Q: The great news for all of us is we get to see you race on one of the legendary courses. How challenging was it to make that switch mentally after what happened?

Definitely challenging, because you’re coming off a very bad race, a bad experience, and of course you’re questioning yourself — what went wrong. It was interesting for me to experience that it almost felt like I’d finished the race. From the muscle pain and the mental fatigue, I was so drained, and energy-wise, when I started swimming again, every muscle in my body was aching. A race always takes something out of you, even if you don’t finish it. To switch off and focus again — for the first two weeks it was very hard to get into a rhythm. But it helped once I finally made the decision: okay, I’ll go to Lanzarote. Once I had that box ticked in my head, training got better every day. From the moment we said as a team, “I want to do this race” — it’s a big opportunity to get the Kona slot, and a big opportunity to race a very cool course that should suit me — it was uphill from there. Now I feel good and I think it’s a great opportunity to go out there and fight for the slots.

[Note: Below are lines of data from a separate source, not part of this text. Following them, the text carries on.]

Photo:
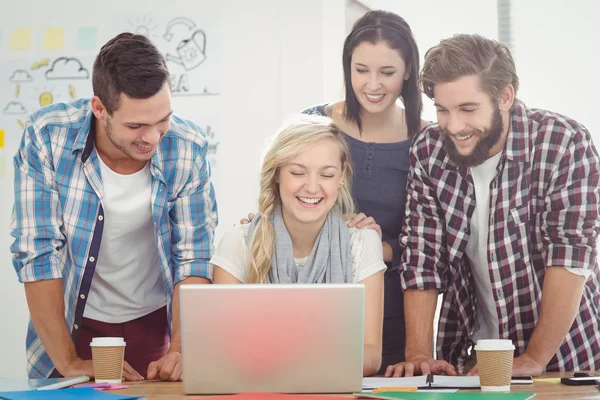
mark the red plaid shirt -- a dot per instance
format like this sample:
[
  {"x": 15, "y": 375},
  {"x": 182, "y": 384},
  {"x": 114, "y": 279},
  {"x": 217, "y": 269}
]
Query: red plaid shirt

Photo: Signe Ungermand/ Club La Santa

Q: I feel like you’re so much better now at absorbing those kinds of setbacks than in the pressure cooker of 2017, 2018, when you were world champion and carrying all of that. There seemed to be a mental switch somewhere — I could see it in 2023, when you were second in Nice and then won in Kona. Am I on the right track?

Yes, of course. I think it was end of 2021 — I decided to make a change because I was not happy with my mental state. The mind needs to be trained just as much as the body. When I decided to work on that, I got a different connection to the sport again, put things into perspective a little better, and it helped me enjoy it more and just be more myself. I also made some changes in the team, which helped a lot. It made me fall in love with the sport all over again, and I think that was a key moment — making that change and working on the mental side as well.


Tags:

InterviewIRONMANPatrick Lange

Notable Replies

  1. When did Lange have Geesmann as his coach - was it 2020 to mid-2024 with Lange’s third win in 2024 ? And before that (during the 2017 and 2018 wins)? Now his coach is Reszel.

  2. I believe he worked with Faris Al Sultan until 2019, then started working with Geesman - as you note, he moved on in 2024 (I believe it was August, with the announcement that he was working with Reszel coming in September.)